Thanks to Twitter, I found out this week that the Paushuize (Pope House) would be open to the public this morning. As a quick refresher, it’s the house built by the only Dutch pope, Adrian VI, although he never got to live in it. As it’s primarily used for conferences and such nowadays, it’s not usually open to the public except for special events. Even though it was only the ground floor that was open today, I knew I had to go.
I’ve written about the Pauishuize (Pope House) before and I recommend giving it a read again, if for no other reason than to laugh at my excitement over the Holy Roman Empire. Plus, there’s a bit of interesting history about Pope Adrian. It turns out he was the last non-Italian pope until Pope John Paul II.
Anyway, here are some photos of the inside. There were only a few rooms open, but they were quite stunning. This room is what we jokingly referred to as the small breakfast nook. Of course, if you’ve seen one coffered-ceiling breakfast nook you’ve seen them all.
There was one section with three rooms leading off each other, reminding me a bit of the shotgun houses in New Orleans. One was a rich red with an impressive fireplace, the next was a soft green, and then the last was black and decorated with numerous paintings of the pope. The wallpapers in all of the rooms were fabric and textured.
I think the green room paid homage to the fact that Louis Bonaparte (Lodewijk Napoleon in Dutch) and his wife Hortense stayed in the house briefly while the residence on Voorstraat was being completed. The couple were the King and Queen of Holland from 1806-1810, having been appointed to the position by Napoleon. There is a bust of her in the green room. If you’re wondering, there were chocolate eggs and bunnies placed in random spots throughout the house.

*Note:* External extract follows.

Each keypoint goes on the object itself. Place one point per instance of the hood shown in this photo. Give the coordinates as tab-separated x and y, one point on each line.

There were also some wonderful paintings throughout the house. This next one was amusing, as it seems to depict Utrecht, but with a greater sense of hilliness that you’d expect. Still, the panel on the left does include the Domtoren and looks as if it could be representing the southern end of the city walls near the Sonnenborgh Museum.
However, my favorite painting was a representation of the Wittevrouwenpoort, which I’ve also posted about before.
Finally, as you enter the door into the courtyard of the property, the first reaction from everyone seems to be, “wow!” Sadly, my photo doesn’t do it justice, but it really was quite stunning, in part because it was so unexpected. It wasn’t just the bitterly cold wind that was taking our breath away!
On the off chance you want to see more, I’ve got a few more photos of the Paushuize in a set on Flickr and I’ll probably go back and add a few more eventually.